Since then, Ms Flood has launched her own career as a freelance stylist called Ironic Minimalist where she advises clients how to make best use of their existing wardrobe, to restock with second-hand clothes and to dress themselves sustainably.

She also works part-time at Mutual Muse, a second-hand clothing store in Sydney Road that operates with an unusual buy, sell and swap model.

She says fast fashion is driven by the commercial imperatives of clothing labels to continually encourage consumers to buy new season trends, amplified by traditional and social media.

The main barriers to slow fashion are access and time. To buy clothes from op shops requires an investment of time and effort that many people simply cannot afford.

Ms Flood senses there is change happening as consumers are more informed about the impact of fast fashion but she would like it to happen faster.

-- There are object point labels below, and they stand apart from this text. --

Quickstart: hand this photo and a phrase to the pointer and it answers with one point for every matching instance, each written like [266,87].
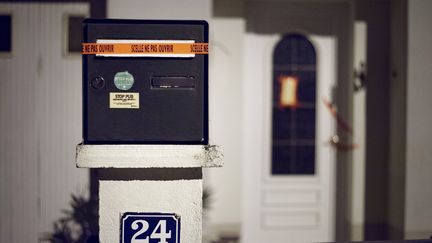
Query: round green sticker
[123,80]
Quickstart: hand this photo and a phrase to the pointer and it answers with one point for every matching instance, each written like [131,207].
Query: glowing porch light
[288,91]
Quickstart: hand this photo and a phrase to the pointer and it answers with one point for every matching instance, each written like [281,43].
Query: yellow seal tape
[144,48]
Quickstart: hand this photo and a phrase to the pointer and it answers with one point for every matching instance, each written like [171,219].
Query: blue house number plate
[150,228]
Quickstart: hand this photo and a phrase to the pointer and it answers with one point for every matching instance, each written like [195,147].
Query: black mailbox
[145,97]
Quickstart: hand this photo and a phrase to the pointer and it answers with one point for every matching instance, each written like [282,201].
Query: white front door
[286,206]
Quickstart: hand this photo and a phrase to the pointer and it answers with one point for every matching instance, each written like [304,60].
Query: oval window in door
[293,111]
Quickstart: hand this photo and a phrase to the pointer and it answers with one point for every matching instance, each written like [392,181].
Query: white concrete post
[149,179]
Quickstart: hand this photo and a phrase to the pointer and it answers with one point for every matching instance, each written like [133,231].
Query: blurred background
[322,107]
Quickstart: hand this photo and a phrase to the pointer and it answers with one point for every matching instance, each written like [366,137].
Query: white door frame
[329,18]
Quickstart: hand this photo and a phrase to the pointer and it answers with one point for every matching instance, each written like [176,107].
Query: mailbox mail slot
[145,98]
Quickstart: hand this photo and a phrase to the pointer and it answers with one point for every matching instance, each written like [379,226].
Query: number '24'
[159,231]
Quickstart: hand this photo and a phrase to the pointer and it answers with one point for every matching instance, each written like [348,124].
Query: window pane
[293,130]
[5,33]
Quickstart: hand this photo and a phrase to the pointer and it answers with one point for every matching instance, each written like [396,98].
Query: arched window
[294,112]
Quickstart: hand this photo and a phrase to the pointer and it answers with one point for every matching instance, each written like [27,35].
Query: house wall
[418,200]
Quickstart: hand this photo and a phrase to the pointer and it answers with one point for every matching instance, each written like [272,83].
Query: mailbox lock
[97,83]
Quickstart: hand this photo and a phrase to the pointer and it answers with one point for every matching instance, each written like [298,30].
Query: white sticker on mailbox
[124,100]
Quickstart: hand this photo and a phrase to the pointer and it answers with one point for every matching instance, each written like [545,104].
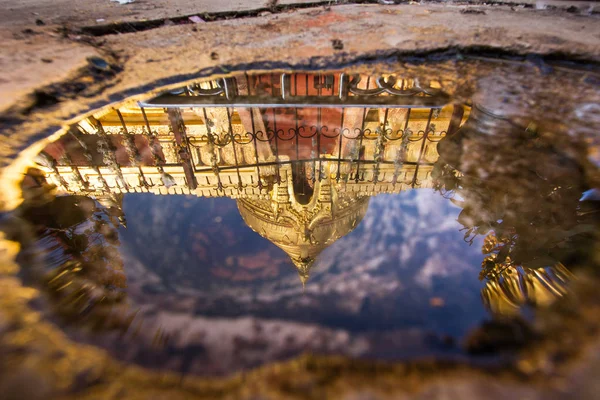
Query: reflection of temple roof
[514,288]
[304,231]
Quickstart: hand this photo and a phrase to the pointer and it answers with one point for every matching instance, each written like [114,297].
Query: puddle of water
[240,221]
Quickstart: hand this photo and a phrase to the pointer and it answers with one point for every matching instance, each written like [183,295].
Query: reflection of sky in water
[406,266]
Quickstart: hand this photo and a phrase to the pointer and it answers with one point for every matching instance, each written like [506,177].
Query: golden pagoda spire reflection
[301,175]
[303,231]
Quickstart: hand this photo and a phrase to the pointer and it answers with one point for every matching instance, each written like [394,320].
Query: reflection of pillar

“I don’t say people buying fast fashion are baddies, I think it’s just the pressure of society and also the economy to buy more stuff,” she says.

“I’m very privileged because I can just hop down to the local op shop and have a browse anytime I want.

“But people who live further out, they don’t have the time to go op shopping. Or they might have children and they don’t have anyone to look after their children.

“It’s easy to go to Kmart, and it’s often cheaper to go to Kmart.”

Over the next two Saturdays, Ms Flood will be leading slow fashion tours along Sydney Road in conjunction with the Sydney Road Business Association.

The two-hour tours will visit six shops and designers, including Mutual Muse and Vinnies, spending about 20 minutes in each shop, and Ms Flood will explain her slow fashion philosophy and provide styling tips along the way.

“I just really want people to see that there is an alternative to fast fashion and that we don’t need to shop so fast,” she says.

“We really don’t need to support companies that are harming the environment. I want people to see the different options that are available to them, and to share my story and share what I’ve found.”

Each tour is limited to 15 people and costs $15.50, including the booking fee. Tickets can be booked online.